Tiyatroyu sevdiren üstad
Nejat Uygur Ayakta alkışlanıyor.
GÜLE – GÜLE
Büyük usta böyle demiş:
“Benim gençliğimde herkeste Amerika’ya gitmek gibi çok yoğun bir istek vardı. Bu yüzden liman cüzdanı çıkarttım ve gemici oldum. Hiç unutmam, bir Panama şilebinde çalıştım. Gemide kimsenin canı sıkılmazdı. Onlara fıkralar anlatır, taklitler yapardım. Herkes çok gülerdi. Sonra askere gittim, orada da arkadaşlarımı çok güldürürdüm. Giderek insanların yüzünü güldürmek bende tutku oldu. Sonra da tiyatro başladı zaten.”
Benim hayatım roman!
Hayır, senin hayatında ne var asıl benim hayatım roman!

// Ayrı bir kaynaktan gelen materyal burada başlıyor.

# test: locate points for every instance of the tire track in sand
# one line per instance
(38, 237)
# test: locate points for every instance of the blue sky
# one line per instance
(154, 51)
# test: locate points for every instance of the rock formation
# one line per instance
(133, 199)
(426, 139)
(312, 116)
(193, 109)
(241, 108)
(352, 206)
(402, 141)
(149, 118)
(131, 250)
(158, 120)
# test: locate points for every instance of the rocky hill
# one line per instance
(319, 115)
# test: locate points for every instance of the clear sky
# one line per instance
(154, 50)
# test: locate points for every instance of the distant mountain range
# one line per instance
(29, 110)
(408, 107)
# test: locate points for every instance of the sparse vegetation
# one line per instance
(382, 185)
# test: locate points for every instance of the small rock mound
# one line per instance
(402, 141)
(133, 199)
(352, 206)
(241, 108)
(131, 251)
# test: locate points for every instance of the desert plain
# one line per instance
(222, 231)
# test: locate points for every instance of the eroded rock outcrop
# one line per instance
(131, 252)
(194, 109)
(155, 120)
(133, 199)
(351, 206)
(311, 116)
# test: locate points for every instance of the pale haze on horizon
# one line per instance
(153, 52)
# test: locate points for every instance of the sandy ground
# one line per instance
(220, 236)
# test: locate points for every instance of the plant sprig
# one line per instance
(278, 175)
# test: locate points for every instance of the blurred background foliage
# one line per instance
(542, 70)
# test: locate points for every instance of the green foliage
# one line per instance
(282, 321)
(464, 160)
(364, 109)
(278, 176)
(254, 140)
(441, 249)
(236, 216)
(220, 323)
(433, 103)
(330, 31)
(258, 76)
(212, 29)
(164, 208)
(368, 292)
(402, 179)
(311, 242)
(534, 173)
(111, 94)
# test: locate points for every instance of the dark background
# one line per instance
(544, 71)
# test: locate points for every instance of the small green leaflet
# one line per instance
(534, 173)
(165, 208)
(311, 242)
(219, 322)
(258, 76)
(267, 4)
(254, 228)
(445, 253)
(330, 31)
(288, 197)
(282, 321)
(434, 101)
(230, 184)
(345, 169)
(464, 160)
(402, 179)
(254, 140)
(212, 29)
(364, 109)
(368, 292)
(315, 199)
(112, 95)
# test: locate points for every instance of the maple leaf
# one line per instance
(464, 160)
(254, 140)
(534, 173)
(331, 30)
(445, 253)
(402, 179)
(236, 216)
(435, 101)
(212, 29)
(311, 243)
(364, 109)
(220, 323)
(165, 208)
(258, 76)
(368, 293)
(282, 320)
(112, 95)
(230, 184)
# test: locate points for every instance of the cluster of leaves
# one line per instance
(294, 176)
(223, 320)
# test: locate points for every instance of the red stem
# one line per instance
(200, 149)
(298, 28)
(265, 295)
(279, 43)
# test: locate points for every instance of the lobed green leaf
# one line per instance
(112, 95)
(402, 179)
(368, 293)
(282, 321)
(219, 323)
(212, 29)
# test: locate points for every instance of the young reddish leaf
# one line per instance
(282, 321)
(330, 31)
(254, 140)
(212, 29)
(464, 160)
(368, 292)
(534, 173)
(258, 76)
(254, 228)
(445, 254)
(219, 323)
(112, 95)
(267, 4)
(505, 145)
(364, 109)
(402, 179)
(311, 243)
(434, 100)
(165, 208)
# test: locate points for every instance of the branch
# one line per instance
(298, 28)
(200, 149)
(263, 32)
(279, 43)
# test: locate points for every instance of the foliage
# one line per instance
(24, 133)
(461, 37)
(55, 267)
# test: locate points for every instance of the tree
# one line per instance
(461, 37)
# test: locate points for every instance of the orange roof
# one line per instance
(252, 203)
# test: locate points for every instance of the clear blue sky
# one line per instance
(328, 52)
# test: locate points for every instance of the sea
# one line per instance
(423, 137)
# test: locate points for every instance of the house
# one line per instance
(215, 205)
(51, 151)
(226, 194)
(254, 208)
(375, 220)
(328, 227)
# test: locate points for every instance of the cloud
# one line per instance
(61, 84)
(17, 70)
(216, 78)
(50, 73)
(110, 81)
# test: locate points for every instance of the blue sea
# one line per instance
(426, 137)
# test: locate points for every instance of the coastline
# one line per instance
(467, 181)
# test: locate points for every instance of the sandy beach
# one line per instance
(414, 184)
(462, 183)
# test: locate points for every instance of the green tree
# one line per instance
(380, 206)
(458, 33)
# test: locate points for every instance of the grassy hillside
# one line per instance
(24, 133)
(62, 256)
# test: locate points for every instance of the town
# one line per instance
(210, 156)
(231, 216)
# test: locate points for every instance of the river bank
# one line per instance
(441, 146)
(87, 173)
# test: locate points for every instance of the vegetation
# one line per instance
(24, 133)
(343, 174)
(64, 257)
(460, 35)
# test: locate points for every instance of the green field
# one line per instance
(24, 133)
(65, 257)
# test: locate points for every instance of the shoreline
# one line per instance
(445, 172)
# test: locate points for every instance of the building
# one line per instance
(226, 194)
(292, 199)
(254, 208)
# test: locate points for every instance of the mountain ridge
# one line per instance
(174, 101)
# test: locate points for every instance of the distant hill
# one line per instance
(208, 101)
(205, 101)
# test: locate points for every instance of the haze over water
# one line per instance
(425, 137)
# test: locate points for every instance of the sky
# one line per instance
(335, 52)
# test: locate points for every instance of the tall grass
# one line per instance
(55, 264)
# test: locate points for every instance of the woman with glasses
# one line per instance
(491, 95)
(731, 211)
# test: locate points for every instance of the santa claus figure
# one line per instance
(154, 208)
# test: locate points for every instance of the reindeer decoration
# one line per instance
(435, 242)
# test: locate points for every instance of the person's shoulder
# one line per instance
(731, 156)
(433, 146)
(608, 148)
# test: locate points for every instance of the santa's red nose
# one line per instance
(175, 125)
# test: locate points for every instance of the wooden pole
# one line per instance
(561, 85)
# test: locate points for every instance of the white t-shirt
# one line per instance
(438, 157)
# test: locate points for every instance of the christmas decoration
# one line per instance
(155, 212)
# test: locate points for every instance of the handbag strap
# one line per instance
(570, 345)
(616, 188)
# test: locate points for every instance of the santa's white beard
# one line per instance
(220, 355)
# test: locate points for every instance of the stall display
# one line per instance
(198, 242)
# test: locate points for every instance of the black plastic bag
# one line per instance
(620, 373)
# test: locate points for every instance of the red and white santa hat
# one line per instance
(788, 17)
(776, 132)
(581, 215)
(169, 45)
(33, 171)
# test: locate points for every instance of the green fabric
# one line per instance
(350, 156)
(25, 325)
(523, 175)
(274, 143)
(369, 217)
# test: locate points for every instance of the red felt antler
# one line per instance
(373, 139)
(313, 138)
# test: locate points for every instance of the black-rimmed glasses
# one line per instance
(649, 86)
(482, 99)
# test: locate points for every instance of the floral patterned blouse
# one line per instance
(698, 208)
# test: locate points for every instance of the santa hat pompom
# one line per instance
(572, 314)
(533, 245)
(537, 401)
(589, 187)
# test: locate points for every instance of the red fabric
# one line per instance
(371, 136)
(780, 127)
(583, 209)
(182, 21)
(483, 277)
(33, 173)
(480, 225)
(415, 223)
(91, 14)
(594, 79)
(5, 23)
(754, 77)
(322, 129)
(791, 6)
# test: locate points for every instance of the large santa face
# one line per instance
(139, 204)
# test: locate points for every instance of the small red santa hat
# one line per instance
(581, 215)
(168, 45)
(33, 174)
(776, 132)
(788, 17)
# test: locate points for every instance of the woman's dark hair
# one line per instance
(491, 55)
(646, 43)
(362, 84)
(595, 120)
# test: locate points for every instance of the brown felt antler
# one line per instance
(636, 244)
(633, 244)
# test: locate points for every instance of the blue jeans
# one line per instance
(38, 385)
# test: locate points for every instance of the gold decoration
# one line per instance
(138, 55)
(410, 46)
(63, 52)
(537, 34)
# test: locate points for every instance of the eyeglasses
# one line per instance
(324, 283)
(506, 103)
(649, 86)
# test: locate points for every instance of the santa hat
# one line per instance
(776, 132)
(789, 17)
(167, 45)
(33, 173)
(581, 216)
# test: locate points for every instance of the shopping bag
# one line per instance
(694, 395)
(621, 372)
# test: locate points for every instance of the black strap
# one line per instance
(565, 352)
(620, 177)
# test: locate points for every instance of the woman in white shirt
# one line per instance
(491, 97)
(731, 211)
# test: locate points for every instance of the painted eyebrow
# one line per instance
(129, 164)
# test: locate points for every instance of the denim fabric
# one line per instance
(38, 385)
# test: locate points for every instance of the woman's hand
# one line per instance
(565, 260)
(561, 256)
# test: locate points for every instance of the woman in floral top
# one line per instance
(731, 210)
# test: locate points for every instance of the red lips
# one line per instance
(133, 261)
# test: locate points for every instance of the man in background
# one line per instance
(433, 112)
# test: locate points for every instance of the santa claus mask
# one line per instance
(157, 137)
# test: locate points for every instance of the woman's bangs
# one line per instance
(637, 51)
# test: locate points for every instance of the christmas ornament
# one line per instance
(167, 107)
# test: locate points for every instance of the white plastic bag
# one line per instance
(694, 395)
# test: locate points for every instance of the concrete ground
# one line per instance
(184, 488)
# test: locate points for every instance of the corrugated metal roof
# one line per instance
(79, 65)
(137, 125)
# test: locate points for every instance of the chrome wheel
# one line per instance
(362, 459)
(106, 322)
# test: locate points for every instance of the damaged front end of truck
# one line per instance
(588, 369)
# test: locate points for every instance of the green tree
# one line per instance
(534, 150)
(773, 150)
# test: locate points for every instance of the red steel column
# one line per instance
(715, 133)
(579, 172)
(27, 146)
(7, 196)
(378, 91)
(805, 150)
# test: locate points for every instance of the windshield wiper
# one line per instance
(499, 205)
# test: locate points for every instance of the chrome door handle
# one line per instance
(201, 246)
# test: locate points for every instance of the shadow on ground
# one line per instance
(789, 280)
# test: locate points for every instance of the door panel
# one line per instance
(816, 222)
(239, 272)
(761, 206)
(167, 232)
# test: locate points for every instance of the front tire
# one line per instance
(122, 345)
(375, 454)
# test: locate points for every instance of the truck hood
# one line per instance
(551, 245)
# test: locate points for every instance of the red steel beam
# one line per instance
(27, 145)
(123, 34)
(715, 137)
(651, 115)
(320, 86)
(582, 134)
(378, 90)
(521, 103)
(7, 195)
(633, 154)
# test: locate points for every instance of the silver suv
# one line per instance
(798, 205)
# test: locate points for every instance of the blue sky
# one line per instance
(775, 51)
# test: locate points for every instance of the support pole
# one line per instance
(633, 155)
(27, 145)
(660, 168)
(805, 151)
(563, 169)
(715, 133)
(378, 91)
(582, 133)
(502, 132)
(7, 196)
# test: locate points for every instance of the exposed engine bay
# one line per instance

Bırakın Allah aşkına sizlerin hayatınız benim hayatımın yanında nasıl roman olabilir ki?
Bende diyorum ki bırakın beyler bırakın asıl hayatı roman olan, roman gibi yaşayan, romanlardaki sonlar gibi biten bir hayattan söz edeceğim.
Nejat Uygur’dan…
Düşünün sırayla gidelim onun hayatından. Onu İsmail Dümbüllü keşfediyor.
Onun hayatında onun hayallerinde yok – yok.
Pilot olmak istemiş ilk başlarda:
“Benim düşündüğüm ilk meslek pilotluktu. Çocukluğumda pilot olacağımı düşünürdüm. Hatta hiç unutmam Manisa’da olduğumuz yıllarda, yatak çarşaflarını alıp yüksek bir yerden aşağı atlamayı planlamıştım. Tecrübe pilotu olarak önce ağabeyim atladı ve ayağını kırdı. Ağabeyim Zeki Ayhan Uygur, Amerika’da ünlü bir beyin cerrahı şimdi. Onunla gurur duyuyorum. Ağabeyim burada deniz albayıydı, ordudan ayrıldı sonra.”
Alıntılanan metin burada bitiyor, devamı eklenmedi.